Our laboratory works on gene and cell therapy for common and rare (mostly inherited) diseases. Our main interest lies in the development of safer methods relying on either episomal vectors or genome editing. We mostly use novel, integration-deficient lentiviral vectors and adeno-associated viral vectors. Using episomal vectors we are particularly interested in the treatment of spinal muscular atrophy. Using genome editing we are developing treatments for ataxia telangiectasia. Haematopoietic stem cells and induced pluripotent stem cells (iPSCs) are our preferred stem cell models.

Too obscure? Try the lay description below instead.

Why use episomal lentivectors?

Many gene therapy strategies require transduction (genetic modification with a viral vector) of somatic stem cells, neurons or other cells which divide rarely or do not divide at all. HIV belongs to a class (Genus) of viruses called Lentivirus, which in turn are part of a wider Family called Retroviridae, or more commonly, retroviruses. Lentiviruses distinguish themselves from other retroviruses in several ways, including their ability to cross the nuclear membrane, which allows them to infect cells that are not dividing. However, in common with other retroviruses, lentiviruses integrate their genome into the chromosomes of the cells they infect. Retroviral and lentiviral vectors likewise integrate into the genome of the transduced cells, which can lead to unwanted effects on the genes at or near the integration site, something called insertional mutagenesis. In the worst-case scenario such negative events can lead to cancer. Furthermore, each transduced cell will have the vector integrated at a different chromosomal location, which may affect or not vector gene expression. This can cause differences in vector gene expression in different cells, what we call position effect variegation. It has long been known that lentiviral vectors can be made integration-deficient using integrase mutations, but previously observed gene expression levels in vivo were very poor in the absence of integration.
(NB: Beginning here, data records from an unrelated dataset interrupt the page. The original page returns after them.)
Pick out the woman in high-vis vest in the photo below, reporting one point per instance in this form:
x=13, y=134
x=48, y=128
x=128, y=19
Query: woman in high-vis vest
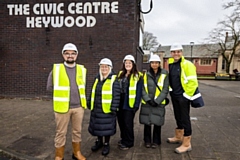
x=131, y=92
x=152, y=111
x=103, y=103
x=67, y=81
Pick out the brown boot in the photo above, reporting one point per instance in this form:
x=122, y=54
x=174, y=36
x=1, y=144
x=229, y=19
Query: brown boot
x=59, y=153
x=186, y=145
x=77, y=155
x=178, y=136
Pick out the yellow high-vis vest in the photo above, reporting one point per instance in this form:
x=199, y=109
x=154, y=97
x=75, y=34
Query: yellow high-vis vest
x=132, y=88
x=107, y=89
x=188, y=77
x=160, y=83
x=61, y=87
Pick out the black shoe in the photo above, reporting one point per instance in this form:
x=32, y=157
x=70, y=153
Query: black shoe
x=119, y=142
x=97, y=146
x=106, y=149
x=154, y=145
x=123, y=147
x=73, y=157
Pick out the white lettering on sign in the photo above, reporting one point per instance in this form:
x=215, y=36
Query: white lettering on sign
x=52, y=14
x=18, y=9
x=60, y=21
x=48, y=8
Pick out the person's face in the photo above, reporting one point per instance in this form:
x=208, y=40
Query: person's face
x=155, y=65
x=104, y=68
x=176, y=54
x=128, y=65
x=70, y=56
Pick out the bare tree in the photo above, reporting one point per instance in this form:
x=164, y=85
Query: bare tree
x=226, y=35
x=235, y=4
x=149, y=41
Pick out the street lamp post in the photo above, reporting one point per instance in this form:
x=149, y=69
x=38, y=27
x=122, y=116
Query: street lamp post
x=191, y=44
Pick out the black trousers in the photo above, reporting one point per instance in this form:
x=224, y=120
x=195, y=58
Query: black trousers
x=156, y=134
x=126, y=125
x=181, y=107
x=107, y=139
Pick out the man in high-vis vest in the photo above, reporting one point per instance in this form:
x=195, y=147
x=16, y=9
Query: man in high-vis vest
x=67, y=81
x=183, y=84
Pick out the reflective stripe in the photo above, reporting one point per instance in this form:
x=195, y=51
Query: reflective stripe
x=56, y=76
x=106, y=101
x=106, y=92
x=192, y=77
x=132, y=96
x=60, y=99
x=81, y=86
x=160, y=84
x=192, y=97
x=196, y=96
x=61, y=88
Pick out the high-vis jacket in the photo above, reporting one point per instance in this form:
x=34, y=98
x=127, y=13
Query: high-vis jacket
x=61, y=89
x=160, y=83
x=132, y=88
x=188, y=77
x=107, y=91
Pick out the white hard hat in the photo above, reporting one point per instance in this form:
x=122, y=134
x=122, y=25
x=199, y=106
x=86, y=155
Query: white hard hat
x=69, y=46
x=129, y=57
x=106, y=61
x=175, y=47
x=155, y=58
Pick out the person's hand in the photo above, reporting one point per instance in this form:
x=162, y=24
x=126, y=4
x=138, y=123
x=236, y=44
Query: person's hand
x=152, y=103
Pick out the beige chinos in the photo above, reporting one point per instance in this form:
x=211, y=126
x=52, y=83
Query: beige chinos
x=62, y=120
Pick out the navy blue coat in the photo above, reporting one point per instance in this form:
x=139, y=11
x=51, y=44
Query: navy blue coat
x=104, y=124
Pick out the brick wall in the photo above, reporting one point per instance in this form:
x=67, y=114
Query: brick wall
x=27, y=54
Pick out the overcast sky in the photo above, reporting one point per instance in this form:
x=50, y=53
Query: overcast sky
x=183, y=21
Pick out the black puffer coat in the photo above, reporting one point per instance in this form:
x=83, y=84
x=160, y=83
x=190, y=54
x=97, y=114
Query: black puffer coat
x=150, y=114
x=104, y=124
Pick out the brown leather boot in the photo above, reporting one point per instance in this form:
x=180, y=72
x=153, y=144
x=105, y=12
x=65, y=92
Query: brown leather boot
x=177, y=138
x=59, y=153
x=186, y=145
x=77, y=155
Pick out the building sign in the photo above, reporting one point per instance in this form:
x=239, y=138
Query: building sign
x=53, y=14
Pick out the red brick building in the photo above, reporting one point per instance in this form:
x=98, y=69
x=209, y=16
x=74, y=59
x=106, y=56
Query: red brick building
x=34, y=32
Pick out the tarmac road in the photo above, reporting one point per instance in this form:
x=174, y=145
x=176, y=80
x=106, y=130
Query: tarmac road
x=27, y=129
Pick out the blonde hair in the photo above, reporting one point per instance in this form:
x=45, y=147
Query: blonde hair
x=100, y=73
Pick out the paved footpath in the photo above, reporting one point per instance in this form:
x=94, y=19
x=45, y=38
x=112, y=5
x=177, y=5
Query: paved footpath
x=27, y=129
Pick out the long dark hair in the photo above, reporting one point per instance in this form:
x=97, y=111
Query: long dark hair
x=134, y=71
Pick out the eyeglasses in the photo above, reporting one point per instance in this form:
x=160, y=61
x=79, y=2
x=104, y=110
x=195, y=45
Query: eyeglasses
x=70, y=54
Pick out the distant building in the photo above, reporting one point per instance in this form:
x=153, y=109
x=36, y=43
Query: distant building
x=205, y=57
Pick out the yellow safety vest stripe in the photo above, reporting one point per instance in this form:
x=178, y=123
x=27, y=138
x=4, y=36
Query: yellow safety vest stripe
x=61, y=89
x=107, y=89
x=132, y=88
x=160, y=83
x=188, y=77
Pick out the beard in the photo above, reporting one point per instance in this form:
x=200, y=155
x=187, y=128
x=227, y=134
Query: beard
x=70, y=62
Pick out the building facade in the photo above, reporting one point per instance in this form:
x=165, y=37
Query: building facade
x=34, y=32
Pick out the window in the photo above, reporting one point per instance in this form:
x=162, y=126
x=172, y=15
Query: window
x=206, y=62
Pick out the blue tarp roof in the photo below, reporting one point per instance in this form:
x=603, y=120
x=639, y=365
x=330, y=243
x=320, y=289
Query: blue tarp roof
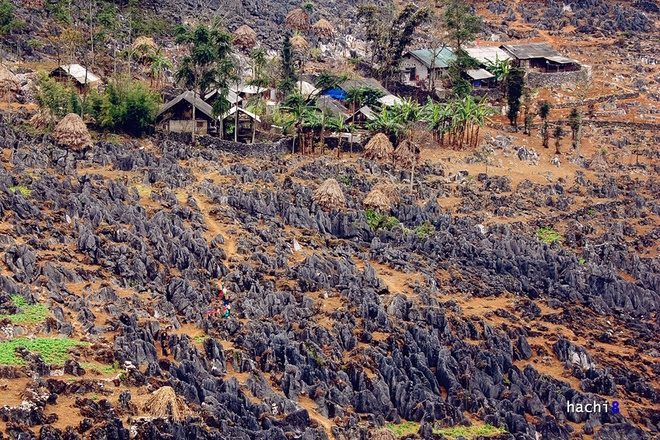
x=335, y=94
x=442, y=57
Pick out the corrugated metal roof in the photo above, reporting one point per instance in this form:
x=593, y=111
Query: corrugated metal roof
x=530, y=50
x=441, y=57
x=365, y=82
x=240, y=110
x=486, y=54
x=78, y=72
x=479, y=74
x=192, y=99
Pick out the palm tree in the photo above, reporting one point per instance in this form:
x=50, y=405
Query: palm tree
x=158, y=65
x=339, y=124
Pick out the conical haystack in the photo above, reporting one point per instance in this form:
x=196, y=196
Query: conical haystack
x=9, y=83
x=390, y=191
x=377, y=200
x=72, y=132
x=379, y=148
x=323, y=29
x=298, y=20
x=384, y=434
x=43, y=119
x=164, y=403
x=299, y=43
x=599, y=162
x=245, y=37
x=144, y=44
x=329, y=195
x=406, y=153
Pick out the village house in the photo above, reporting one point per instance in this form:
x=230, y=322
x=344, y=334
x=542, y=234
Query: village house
x=424, y=65
x=175, y=116
x=540, y=57
x=79, y=76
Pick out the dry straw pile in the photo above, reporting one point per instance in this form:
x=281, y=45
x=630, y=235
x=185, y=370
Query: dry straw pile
x=323, y=29
x=164, y=403
x=245, y=37
x=379, y=148
x=329, y=196
x=72, y=132
x=298, y=20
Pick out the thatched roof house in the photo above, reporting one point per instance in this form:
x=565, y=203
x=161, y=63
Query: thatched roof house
x=298, y=20
x=406, y=154
x=329, y=196
x=164, y=403
x=377, y=200
x=245, y=37
x=379, y=148
x=323, y=29
x=299, y=43
x=9, y=83
x=72, y=132
x=144, y=44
Effective gene therapy with episomal lentivectors

We originally demonstrated that lentiviral (HIV) vectors modified to prevent integration in the cellular genome (so-called integration-deficient lentiviral vectors or IDLVs) are very efficient tools for gene therapy (Yáñez-Muñoz et al., 2006). We render the vectors integration-deficient by using missense mutations altering the integrase active site. Failing to integrate in the host cell genome these lentivectors generate increased levels of episomal vector circles, which lack replication signals and get diluted out through cell division. Gene expression from the viral episomes is transient in dividing cells but long-lived and efficient in quiescent tissues, including eye, brain, spinal cord and muscle (Yáñez-Muñoz et al., 2006; Hutson et al., 2012a,b; Peluffo et al., 2013; Lu-Nguyen et al., 2014; Lu-Nguyen et al., 2015; Ahmed et al., 2018). The main advantages of these non-integrating lentivectors in gene addition strategies are their highly reduced risk of causing insertional mutagenesis and their avoidance of position effect variegation.

Genome editing

Lentiviral episomes can also be used as platforms for cassettes designed for site-specific (Moldt et al., 2008) or homologous recombination (Abdul-Razak et al., 2018) with the cellular genome. These strategies allow targeting of such cassettes to safe havens where no cellular genes will be negatively affected by the insertion event. Homologous recombination (gene targeting) can also be used for genome editing, the ideal form of gene therapy for rare inherited diseases, in which the endogenous gene is repaired (Yáñez and Porter, 1998; Popplewell et al., 2013; Rocca et al., 2014; Prakash et al., 2016; Abdul-Razak et al., 2018). The development of designer nucleases (most famously CRISPR-Cas, but also meganucleases, zinc-finger nucleases and TALENs; Prakash et al., 2016) which can cut the target gene and thus greatly boost the frequency of homologous recombination, has been a determining event to make gene repair a credible therapeutic strategy. The nuclease genes can also be delivered to cells using lentiviral episomes.